Question

Consider a force \(F{\bf{ = 80}}\;{\bf{N}}\) applied to a beam as shown in Fig. 8–37. The length of the beam is \(l{\bf{ = 5}}{\bf{.0}}\;{\bf{m}}\) and \(\theta {\bf{ = 3}}{{\bf{7}}^{\bf{o}}}\), so that \(x{\bf{ = 3}}{\bf{.0}}\;{\bf{m}}\) and \(y{\bf{ = 4}}{\bf{.0}}\;{\bf{m}}\). Of the following expressions, which ones give the correct torque produced by the force around point P?

(a) 80 N.

(b) (80 N)(5.0 m).

(c) (80 N)(5.0 m)(sin 37°).

(d) (80 N)(4.0 m).

(e) (80 N)(3.0 m).

(f) (48 N)(5.0 m).

(g) (48 N)(4.0 m)(sin 37°).

FIGURE 8-37MisConceptual Question 5.

Short answer

The correct options are (c), (e), and (f).

Step-by-step solution

Magnitude of torque

The magnitude of torque is obtained by the multiplication of force and its perpendicular distance from the pivot point.

Calculation of torque

The perpendicular distance of the force \(F = 80\;{\rm{N}}\) from the pivot point is \(x = 3.0\;{\rm{m}}\).

Therefore, the torque is:

\(\begin{aligned}\tau &= Fx\\ &= \left( {80\;{\rm{N}}} \right) \cdot \left( {3.0\;{\rm{m}}} \right)\end{aligned}\)
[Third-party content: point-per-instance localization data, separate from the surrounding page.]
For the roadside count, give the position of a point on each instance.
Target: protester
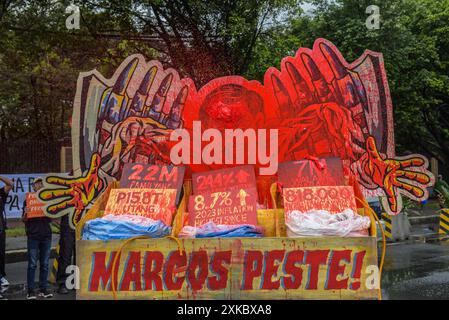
(3, 195)
(39, 234)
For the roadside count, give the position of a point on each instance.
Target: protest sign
(224, 179)
(224, 207)
(334, 199)
(22, 183)
(152, 176)
(34, 208)
(269, 268)
(157, 204)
Therefore, option (e) is correct.

Now, from the figure, you get:

\(\begin{aligned}\frac{x}{l} &= \sin \theta \\x &= l\sin \theta \end{aligned}\)

Then, the torque is:

\(\begin{aligned}\tau &= Fx\\ &= Fl\sin \theta \\ &= \left( {80\;{\rm{N}}} \right) \cdot \left( {5.0\;{\rm{m}}} \right)\sin {37^ \circ }\end{aligned}\) … (i)

Therefore, option (c) is also correct.

Now, from equation (i), you get:

\(\begin{aligned}\tau &= \left( {80\;{\rm{N}}} \right) \cdot \left( {5.0\;{\rm{m}}} \right)\sin {37^ \circ }\\ \approx \left( {48\;{\rm{N}}} \right) \cdot \left( {5.0\;{\rm{m}}} \right)\end{aligned}\)

Therefore, option (f) is also correct.